The High Cost Of Revenue-Based Marketing Fees
There are two ways that most marketing agencies charge for their services:
- A fee for a service, where the agency and the client agree to charge a fixed dollar amount for a service
- A fee as a percentage of revenue, where the agency takes a slice of the total in exchange for services
At first blush, a fee as a percentage of revenue might sound like a good deal. It ain’t. We explain why below.
How Much Does It Cost To Make Your New Business Grow?
If you have a brand new business, marketing is enormously expensive:
- New businesses need lots of up-front marketing investment just to get to the point where they can start doing sales
- Any marketing investment is huge if your company has little or no revenue
- Even when a new company starts to grow, marketing remains a large expense as a percentage of the total
If someone comes along and offers to do all this expensive work for cheap, that sounds great! But can a marketing agency really deliver all the work you need for a percentage of your small revenue?
And, if this agency was good at what it did, why would they agree to accept a percentage of a small number?

How Much Does It Cost To Market An Established Business?
Let’s say your company does $20 million a year in revenue. What can marketing do for you?
- Generate leads? You bet.
- Grow sales? Maybe, assuming the “extra” leads are worked properly by the sales team.
- Increase profits? Maybe. Profits have to do with more than just increased sales.
What’s the value of more leads that may lead to more sales and – hopefully – more profits? 10% of revenue? Hardly.

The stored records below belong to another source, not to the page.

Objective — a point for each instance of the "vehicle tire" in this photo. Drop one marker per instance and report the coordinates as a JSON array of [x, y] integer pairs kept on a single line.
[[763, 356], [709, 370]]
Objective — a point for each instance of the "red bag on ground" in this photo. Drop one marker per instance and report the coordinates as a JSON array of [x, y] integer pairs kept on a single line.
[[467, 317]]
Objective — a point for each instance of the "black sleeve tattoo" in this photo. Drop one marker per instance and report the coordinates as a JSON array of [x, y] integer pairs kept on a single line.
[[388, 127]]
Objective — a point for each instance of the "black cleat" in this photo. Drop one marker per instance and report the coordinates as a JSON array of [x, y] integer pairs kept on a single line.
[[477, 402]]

The fact is, if you have a $20 million dollar a year company, you can hire experienced marketing staff and retain a good agency for a set amount that’s less than 1% of your revenue.
And experienced staff and a good agency will generate more leads. That’s how they stay employed and/or keep collecting checks.
A Marketing Agency Is Really Going To Invest In Your Future?
Marketing agencies that work for a percentage of revenue often talk about “partnership,” but that’s a lie. All businesses exist to make a profit. If you pay an agency $500 a month for marketing, and they’re profitable, they have to do less than $500 worth of work.
And if you find an agency that’s not profitable, they’re not going to be a good partner. Either they won’t survive, or they’ll take advantage of you later.
New companies need a lot of marketing and advertising work:
- They need a website
- They need content for that website
- They need a pay-per-click advertising strategy
- They need a social media strategy
- They need an email strategy
- and son…
Can you get all of that for 10% of revenue? Or 3%? Of course not.
If some company offers to do these things for pennies on the dollar because of a “partnership,” they’re lying.
Revenue-Based Marketing Fees Are The Exact Opposite Of What Most Companies Need
If you’re a small company, paying a percentage of revenue for marketing is like spitting in the ocean. It has no meaningful impact.
And if you’re a big business coughing up a percentage of sales, why? Your company can afford to pay the best agency and hire the best staff, all of whom will agree to provide a service for a flat fee. Why share profits when you don’t have to??
We’re obviously biased here, but we think fee-for-a-service is the only reasonable way to hire a marketing agency. It’s the only way to spend exactly what marketing is worth. Any other arrangement is either paying too much or not enough.